04Phone numbers — accept any format

✓ flexible phone matching

/^\+?[\d\s\-\(\)]{7,}$/

Reads: "optional plus, then 7+ characters of digits, spaces, hyphens, or parens." Don't try to enforce country-specific formats. Strip non-digits and validate the digit count separately:

✓ better approach — strip then validate

const digits = phone.replace(/\D/g, '');
const valid = digits.length >= 7 && digits.length <= 15;

05Dates — ISO format

✓ ISO date

/^\d{4}-\d{2}-\d{2}$/

Reads: "4 digits, hyphen, 2 digits, hyphen, 2 digits." This matches format, not validity — "2026-13-45" passes. After regex match, parse with new Date(str) and check !isNaN(date) for actual date validation.

06Strip extra whitespace

✓ normalize whitespace

// Collapse runs of whitespace to single spaces, trim ends
const normalized = str.replace(/\s+/g, ' ').trim();

\s+ matches one or more whitespace characters (space, tab, newline). Replace with single space, trim ends. This is the canonical "clean up user input" pattern.

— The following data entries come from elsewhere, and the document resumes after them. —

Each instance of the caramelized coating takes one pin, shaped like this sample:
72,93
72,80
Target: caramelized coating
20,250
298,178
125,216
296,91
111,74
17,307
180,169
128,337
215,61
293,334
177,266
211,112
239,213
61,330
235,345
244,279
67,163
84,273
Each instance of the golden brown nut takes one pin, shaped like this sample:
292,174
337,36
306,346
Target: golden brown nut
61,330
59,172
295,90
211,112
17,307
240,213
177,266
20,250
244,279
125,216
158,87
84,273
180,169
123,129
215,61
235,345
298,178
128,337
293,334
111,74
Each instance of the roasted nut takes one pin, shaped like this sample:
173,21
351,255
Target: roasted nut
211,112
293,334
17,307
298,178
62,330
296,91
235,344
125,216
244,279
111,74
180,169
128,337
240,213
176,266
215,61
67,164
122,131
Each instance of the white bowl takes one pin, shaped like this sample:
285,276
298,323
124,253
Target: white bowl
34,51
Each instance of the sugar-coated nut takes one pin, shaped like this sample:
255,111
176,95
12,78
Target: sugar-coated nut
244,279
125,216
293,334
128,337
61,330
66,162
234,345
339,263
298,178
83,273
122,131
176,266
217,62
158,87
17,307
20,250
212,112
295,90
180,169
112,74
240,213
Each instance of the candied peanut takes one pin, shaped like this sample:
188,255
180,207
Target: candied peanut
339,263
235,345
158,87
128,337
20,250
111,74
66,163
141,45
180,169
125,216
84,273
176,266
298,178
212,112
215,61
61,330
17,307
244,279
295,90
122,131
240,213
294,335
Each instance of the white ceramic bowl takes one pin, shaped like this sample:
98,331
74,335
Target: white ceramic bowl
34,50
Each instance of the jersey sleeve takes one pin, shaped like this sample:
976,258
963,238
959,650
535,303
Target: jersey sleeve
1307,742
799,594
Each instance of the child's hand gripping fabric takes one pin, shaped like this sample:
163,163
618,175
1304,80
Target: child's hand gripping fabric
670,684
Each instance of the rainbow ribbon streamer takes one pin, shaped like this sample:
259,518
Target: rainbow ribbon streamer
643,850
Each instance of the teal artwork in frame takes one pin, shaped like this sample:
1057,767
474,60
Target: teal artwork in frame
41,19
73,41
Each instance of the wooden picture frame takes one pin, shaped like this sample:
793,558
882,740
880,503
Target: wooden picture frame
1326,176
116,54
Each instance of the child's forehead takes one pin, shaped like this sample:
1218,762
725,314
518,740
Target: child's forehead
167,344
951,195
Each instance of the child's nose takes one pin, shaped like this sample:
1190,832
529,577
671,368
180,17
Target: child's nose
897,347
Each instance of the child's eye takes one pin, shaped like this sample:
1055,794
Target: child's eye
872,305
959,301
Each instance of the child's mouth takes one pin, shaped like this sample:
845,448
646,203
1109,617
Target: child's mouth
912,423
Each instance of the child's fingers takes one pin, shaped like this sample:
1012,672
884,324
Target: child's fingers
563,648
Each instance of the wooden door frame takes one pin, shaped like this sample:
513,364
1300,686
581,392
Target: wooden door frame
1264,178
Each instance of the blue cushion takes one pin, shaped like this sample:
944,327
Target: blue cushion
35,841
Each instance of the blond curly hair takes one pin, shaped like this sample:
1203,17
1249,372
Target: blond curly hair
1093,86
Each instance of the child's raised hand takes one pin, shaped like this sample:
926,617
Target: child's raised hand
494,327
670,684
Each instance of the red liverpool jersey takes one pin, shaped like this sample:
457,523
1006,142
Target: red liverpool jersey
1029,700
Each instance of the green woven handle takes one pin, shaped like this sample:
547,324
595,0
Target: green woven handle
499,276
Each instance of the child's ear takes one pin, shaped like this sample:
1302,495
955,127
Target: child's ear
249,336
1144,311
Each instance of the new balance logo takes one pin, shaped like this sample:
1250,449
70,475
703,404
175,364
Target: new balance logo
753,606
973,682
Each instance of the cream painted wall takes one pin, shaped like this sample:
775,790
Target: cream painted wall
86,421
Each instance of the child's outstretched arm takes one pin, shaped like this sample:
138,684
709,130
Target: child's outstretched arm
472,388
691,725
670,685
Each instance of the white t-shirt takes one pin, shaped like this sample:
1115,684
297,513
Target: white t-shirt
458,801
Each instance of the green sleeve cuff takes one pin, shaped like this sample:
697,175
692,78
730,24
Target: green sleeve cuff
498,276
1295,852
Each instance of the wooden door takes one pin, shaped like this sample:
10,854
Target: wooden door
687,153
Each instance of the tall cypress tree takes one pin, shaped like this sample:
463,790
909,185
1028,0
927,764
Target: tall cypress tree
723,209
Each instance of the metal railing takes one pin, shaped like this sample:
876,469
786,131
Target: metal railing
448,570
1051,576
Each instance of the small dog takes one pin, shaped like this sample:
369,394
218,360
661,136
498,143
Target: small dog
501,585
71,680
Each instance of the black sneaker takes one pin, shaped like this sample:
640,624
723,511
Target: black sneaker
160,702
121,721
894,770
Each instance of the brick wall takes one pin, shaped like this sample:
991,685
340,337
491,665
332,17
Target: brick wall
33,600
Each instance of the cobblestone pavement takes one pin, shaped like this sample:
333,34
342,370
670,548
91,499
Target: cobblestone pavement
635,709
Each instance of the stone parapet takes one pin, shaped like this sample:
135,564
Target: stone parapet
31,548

07Capture groups — extract pieces

Parentheses create capture groups. You access them by index (1-based) in most languages, or by name with (?<name>...).

✓ extract parts of a string

// Match "2026-05-25" and extract year, month, day
const match = '2026-05-25'.match(/^(\d{4})-(\d{2})-(\d{2})$/);
// match[1] = '2026', match[2] = '05', match[3] = '25'

// Named groups (clearer):
const match = '2026-05-25'.match(/^(?<year>\d{4})-(?<month>\d{2})-(?<day>\d{2})$/);
// match.groups.year, match.groups.month, match.groups.day

Named groups are worth the verbosity. match[3] is a magic number; match.groups.day documents itself.

08Non-greedy matching

Quantifiers like + and * are greedy by default — they match as much as possible. This causes a classic bug:

✗ greedy match captures too much

// Goal: extract content inside <a> tags
'<a>link 1</a> and <a>link 2</a>'.match(/<a>(.+)<\/a>/);
// matches: '<a>link 1</a> and <a>link 2</a>'
// captures: 'link 1</a> and <a>link 2'  ← WRONG

✓ non-greedy with ?

'<a>link 1</a> and <a>link 2</a>'.matchAll(/<a>(.+?)<\/a>/g);
// 1st match captures: 'link 1'
// 2nd match captures: 'link 2'

Adding ? after a quantifier makes it non-greedy — match as little as possible. Default to non-greedy when you're extracting things from larger text.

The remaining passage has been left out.